7- Misvak kullanmak, dişleri macunsuz fırçalamak mekruh değildir. Macunlu fırçalamakla macunun içeri gitmesiyle oruç bozulur.
8- Misk, gül gibi güzel kokulu şeyleri koklamak mekruh görülmemiştir. (Nimeti islam)
Oruç Kefareti ve Fidye:
Özründen dolayı, Ramazan-ı şerifte eda edilemeyen oruçların, özrü geçtikten sonra, gelecek senenin Ramazanına kadar ödenmesinde herhangi bir sınırlama yok ise de, mümkün olan ilk fırsatta kaza oruçları tutulmalıdır. Nitekim Hz. Aişe validemiz, özründen dolayı tutamadığı oruçlarını, ramazandan önce ödenmesinde acele ederdi. Hatta Şafiilere göre, bir ramazanda kazaya kalmış orucun, gelecek ramazana kadar kaza edilmesi gerekir. Mazeretsiz yerine getirilmeden öteki ramazan gelecek olursa, kaza borcuna ilaveten bir de fidye ödeme yükümlülüğü vardır. (Bedayi 2/104)
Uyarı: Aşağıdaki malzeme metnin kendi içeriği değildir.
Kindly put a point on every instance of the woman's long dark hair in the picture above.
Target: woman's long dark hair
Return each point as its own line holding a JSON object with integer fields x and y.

Özründen sonra tutma imkânını bulamadan ölenler, bundan mesul değildir. Fidyesinin verilmesini vasiyet etmeleri de icab etmez. Fakat tutma imkânı olduğu halde tutmadan vefat ederse, mesul olur ve ödenmesi için fidye verilmesini vasiyet eder.